Iran: L'UE classe le Corps des gardiens de la révolution islamique comme “organisation terroriste”
Archive. Des membres des Gardiens de la révolution iraniens participent à un défilé militaire à Téhéran. / Reuters
il y a 2 heures

 Les États membres de l'Union européenne sont parvenus à un accord politique pour désigner le Corps des gardiens de la révolution islamique (CGRI) iranien comme “organisation terroriste”, a déclaré jeudi la chef de la diplomatie européenne.

“La répression ne peut rester impunie. Les ministres des Affaires étrangères de l'UE viennent de franchir une étape décisive en désignant les Gardiens de la révolution iraniens comme organisation terroriste”, a écrit Kaja Kallas sur la plateforme X.

Ses propos interviennent alors que les ministres des Affaires étrangères des États membres de l'UE se réunissent à Bruxelles.

La présidente de la Commission européenne, Ursula von der Leyen, a salué cette désignation “attendue depuis longtemps”.
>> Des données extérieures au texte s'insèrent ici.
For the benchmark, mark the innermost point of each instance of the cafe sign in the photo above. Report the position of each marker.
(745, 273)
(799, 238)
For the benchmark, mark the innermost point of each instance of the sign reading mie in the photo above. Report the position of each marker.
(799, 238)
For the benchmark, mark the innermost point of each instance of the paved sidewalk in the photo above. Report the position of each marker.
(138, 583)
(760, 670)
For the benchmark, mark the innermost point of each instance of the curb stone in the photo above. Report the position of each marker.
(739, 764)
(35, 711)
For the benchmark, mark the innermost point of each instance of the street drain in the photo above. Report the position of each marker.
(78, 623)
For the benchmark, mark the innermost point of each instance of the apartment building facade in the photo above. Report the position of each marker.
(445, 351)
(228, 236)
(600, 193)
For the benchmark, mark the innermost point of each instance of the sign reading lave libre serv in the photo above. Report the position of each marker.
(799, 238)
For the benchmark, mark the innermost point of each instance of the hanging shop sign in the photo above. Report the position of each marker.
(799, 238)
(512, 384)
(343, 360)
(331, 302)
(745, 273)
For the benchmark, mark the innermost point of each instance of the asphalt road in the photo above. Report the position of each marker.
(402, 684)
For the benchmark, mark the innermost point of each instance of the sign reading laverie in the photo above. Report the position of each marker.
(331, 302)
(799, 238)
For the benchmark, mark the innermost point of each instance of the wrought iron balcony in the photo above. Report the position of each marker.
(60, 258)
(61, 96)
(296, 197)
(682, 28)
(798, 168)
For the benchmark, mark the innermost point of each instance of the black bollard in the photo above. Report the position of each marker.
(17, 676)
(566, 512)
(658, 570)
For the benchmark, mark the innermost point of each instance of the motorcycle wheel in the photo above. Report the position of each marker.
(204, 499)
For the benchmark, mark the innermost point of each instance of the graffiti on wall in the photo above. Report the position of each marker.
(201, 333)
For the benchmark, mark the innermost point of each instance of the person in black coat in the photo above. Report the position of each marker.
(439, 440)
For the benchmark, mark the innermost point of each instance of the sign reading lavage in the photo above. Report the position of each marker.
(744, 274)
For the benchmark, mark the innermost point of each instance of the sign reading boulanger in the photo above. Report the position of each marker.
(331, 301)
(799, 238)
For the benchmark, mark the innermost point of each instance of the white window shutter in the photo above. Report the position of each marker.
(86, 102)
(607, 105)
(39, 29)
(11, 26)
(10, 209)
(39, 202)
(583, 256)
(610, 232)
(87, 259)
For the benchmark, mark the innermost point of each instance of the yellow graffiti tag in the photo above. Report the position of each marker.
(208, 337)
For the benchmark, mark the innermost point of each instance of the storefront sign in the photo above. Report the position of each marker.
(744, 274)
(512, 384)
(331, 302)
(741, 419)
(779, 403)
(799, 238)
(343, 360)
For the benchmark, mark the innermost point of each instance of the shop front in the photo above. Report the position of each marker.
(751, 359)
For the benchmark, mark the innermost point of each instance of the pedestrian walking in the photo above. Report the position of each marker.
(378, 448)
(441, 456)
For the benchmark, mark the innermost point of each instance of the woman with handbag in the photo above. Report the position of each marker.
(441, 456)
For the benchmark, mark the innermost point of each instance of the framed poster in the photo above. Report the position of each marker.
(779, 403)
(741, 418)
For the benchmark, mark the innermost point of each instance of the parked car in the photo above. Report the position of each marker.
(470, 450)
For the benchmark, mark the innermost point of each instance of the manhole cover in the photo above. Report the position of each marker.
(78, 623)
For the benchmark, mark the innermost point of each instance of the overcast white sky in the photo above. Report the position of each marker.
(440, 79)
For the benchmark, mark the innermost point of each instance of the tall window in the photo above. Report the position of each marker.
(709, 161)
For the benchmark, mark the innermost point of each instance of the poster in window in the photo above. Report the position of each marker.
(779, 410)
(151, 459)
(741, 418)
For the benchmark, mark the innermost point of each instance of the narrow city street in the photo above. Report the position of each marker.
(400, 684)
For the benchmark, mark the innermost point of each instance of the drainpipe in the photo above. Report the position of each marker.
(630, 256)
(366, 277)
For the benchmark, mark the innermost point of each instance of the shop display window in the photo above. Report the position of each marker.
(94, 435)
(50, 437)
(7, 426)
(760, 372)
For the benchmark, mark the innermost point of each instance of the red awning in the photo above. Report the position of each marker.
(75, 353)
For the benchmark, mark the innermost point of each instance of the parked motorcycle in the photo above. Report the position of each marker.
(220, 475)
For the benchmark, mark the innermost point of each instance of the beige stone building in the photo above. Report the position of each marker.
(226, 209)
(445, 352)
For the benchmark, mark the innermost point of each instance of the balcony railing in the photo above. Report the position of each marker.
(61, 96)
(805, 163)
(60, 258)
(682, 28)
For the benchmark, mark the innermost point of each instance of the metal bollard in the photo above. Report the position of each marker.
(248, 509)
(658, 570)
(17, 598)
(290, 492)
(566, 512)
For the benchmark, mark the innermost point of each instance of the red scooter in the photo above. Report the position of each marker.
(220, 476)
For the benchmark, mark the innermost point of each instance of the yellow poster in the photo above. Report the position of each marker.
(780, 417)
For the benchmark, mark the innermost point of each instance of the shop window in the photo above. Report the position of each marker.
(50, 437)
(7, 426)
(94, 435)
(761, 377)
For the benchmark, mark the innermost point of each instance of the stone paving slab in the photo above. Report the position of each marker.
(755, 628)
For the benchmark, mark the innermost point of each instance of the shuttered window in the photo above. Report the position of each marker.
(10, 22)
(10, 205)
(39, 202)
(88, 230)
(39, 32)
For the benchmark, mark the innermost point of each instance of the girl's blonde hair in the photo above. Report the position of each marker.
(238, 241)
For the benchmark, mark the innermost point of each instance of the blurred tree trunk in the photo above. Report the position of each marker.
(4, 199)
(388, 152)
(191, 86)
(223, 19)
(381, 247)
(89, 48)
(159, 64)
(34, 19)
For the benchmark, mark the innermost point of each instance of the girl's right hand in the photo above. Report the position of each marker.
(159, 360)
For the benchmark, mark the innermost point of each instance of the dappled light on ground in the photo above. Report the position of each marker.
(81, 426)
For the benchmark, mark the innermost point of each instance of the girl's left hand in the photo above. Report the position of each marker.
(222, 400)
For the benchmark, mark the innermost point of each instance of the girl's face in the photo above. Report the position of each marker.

“On qualifie de terroriste un régime qui réprime dans le sang les manifestations de son propre peuple”, a-t-elle écrit sur X, ajoutant que l'Europe se tient aux côtés du peuple iranien “dans son courageux combat pour la liberté”.

”La région n'a pas besoin d'une nouvelle guerre.” 

Lors d'une conférence de presse tenue à l'issue de la réunion du Conseil des affaires étrangères, Kallas a rappelé que l'UE avait déjà mis en place des sanctions de grande envergure contre l'Iran.

Pressions sur l’Iran

Indiquant que cette désignation placerait le Corps des gardiens de la révolution islamique (CGRI) sur la même liste que Daech, le Hamas, le Hezbollah et Al-Qaïda, elle a affirmé : “Ceux qui agissent par le terrorisme doivent être traités comme des terroristes.”

Kallas a précisé que les ministres avaient clairement indiqué que l'Iran devait libérer toutes les personnes “injustement détenues”, y compris les ressortissants de l'UE.

“Nous devons être prêts à accroître encore la pression sur les autorités”, a-t-elle déclaré.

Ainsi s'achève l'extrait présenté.